All Products
Search
Document Center

PolarDB:Create and manage distributed and replicated tables

Last Updated:Mar 28, 2026

PolarDB for PostgreSQL (Distributed) scales horizontally by sharding data across multiple data nodes (DNs). To support this, it introduces two specialized table types: distributed tables for large datasets, and replicated tables (also called reference tables) for small, frequently joined lookup data. This topic walks you through creating and managing both types.

Choose a table type

Distributed tableReplicated table
Best forLarge business tables (orders, users, events)Small lookup tables (country codes, product categories, tax rates)
Data placementEach row lives on one DN, determined by the distribution columnA full copy of the table lives on every DN
Read performanceQueries scatter across DNs; JOIN efficiency depends on co-locationJOINs with distributed tables are always local — no cross-node queries
Write overheadLow — each write goes to one DNHigh — every write is synchronized across all DNs
Size guidelineNo upper limitKeep small; avoid tables that change frequently

Create a distributed table

Creating a distributed table is a two-step process: create a standard table, then convert it using create_distributed_table.

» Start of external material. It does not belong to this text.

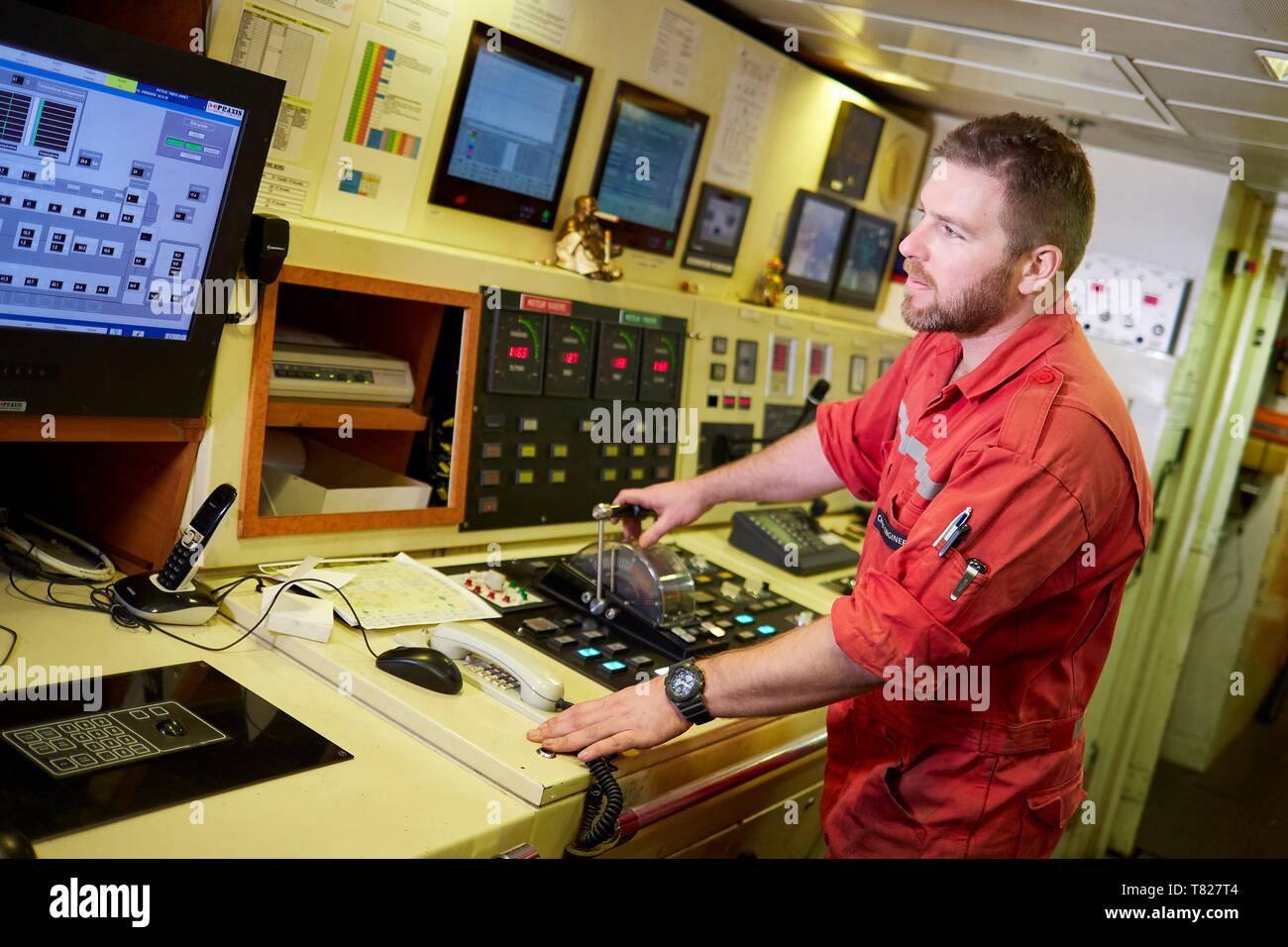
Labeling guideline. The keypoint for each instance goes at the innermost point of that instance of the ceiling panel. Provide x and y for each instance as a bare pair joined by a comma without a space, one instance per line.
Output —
993,55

Step 1: Choose a distribution column

The distribution column determines how rows are routed to DNs. The system hashes the column value and assigns each row to a shard based on that hash.

Choose the column that best meets all three criteria:

  • High cardinality — avoid columns with a small number of distinct values. For example, a status column with only three values (new, paid, shipped) distributes data unevenly and concentrates rows in a few shards, creating hotspots.

  • Even distribution — skewed columns cause data to accumulate on specific DNs.

  • Primary key or unique identifier — this typically satisfies both criteria above and ensures even distribution.

Important

If the table has a primary key or UNIQUE constraint, the distribution column must be one of the columns that form that constraint.

Step 2: Convert the table

Create the table, then call create_distributed_table with the table name and the chosen distribution column.

Example: Distribute table t on the id column.

-- Create a standard table
CREATE TABLE t (id int primary key, data text);

-- Convert to a distributed table
SELECT create_distributed_table('t', 'id');

Expected output:

 create_distributed_table
--------------------------

(1 row)

Step 3: (Optional) Set the shard count

Each distributed table defaults to 32 shards. Set a different count either per table or globally.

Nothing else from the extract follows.